Cuda fft vs. Matlab fft fft

Hello! I have a problem porting an algorithm from Matlab to C++. That algorithm do some fft’s over big matrices (128x128, 128x192, 256x256 images). Well, when I do a fft2 over an image/texture, the results are similar in Matlab and CUDA/C++, but when I use a noise image (generated randomly), the results in CUDA/C++ and the results in Matlab are very different!! It makes sense?

Can you further explain what you mean by very different? The CUDA results do not exactly match the Matlab ones but the error should only be visible way behind the comma. Actually your matrix size isnt really big. You also said you do “some” FFTs. How many are you running exactly and do they each use the results of previously performed FFTs? This could be a reason for decreasing accuracy over a couple of FFTs if this is what you mean.

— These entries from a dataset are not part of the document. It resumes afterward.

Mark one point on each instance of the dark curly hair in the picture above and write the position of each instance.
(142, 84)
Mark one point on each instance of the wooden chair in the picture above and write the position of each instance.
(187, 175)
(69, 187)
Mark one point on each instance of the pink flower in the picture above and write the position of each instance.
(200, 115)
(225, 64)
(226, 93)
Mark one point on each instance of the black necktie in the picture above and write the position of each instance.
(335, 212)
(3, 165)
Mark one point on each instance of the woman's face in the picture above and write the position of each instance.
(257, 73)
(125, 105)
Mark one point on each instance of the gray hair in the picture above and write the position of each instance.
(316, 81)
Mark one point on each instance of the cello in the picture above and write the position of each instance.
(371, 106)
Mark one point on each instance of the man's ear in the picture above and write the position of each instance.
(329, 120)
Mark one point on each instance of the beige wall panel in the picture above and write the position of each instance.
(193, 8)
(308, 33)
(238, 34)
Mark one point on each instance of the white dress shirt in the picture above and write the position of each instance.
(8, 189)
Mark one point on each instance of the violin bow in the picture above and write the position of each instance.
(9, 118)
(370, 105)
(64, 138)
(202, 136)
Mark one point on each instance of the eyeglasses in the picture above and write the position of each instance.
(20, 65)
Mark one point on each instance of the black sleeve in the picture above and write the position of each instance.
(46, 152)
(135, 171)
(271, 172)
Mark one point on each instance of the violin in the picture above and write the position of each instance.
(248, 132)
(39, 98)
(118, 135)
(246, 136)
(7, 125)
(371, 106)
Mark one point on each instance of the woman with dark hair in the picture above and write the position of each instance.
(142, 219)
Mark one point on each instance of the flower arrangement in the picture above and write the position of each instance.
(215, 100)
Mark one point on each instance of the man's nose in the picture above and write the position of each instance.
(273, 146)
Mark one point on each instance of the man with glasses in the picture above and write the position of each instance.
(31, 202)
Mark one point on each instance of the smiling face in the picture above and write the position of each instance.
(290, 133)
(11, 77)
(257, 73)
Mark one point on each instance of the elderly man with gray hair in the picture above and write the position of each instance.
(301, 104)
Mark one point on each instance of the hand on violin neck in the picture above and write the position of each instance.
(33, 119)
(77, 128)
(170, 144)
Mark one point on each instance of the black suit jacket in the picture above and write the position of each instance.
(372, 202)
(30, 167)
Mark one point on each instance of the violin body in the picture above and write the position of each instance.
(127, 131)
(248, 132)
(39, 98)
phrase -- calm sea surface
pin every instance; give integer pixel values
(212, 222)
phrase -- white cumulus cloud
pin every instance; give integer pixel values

Try giving Jacket, http://www.accelereyes.com , a spin with your FFT code. We did a lot of work to make CUFFT sync properly and efficiently with all the various ways you can call MATLAB FFT functions, like FFT2:

http://wiki.accelereyes.com/wiki/index.php/FFT2

Hope it helps!

-John

Solved. Im idiot!

I use NxM matrices (N!=M), and I switched the width and height of the matrix (matlab is column mayor, that’s confused me).

Solved. Im idiot!

I use NxM matrices (N!=M), and I switched the width and height of the matrix (matlab is column mayor, that’s confused me).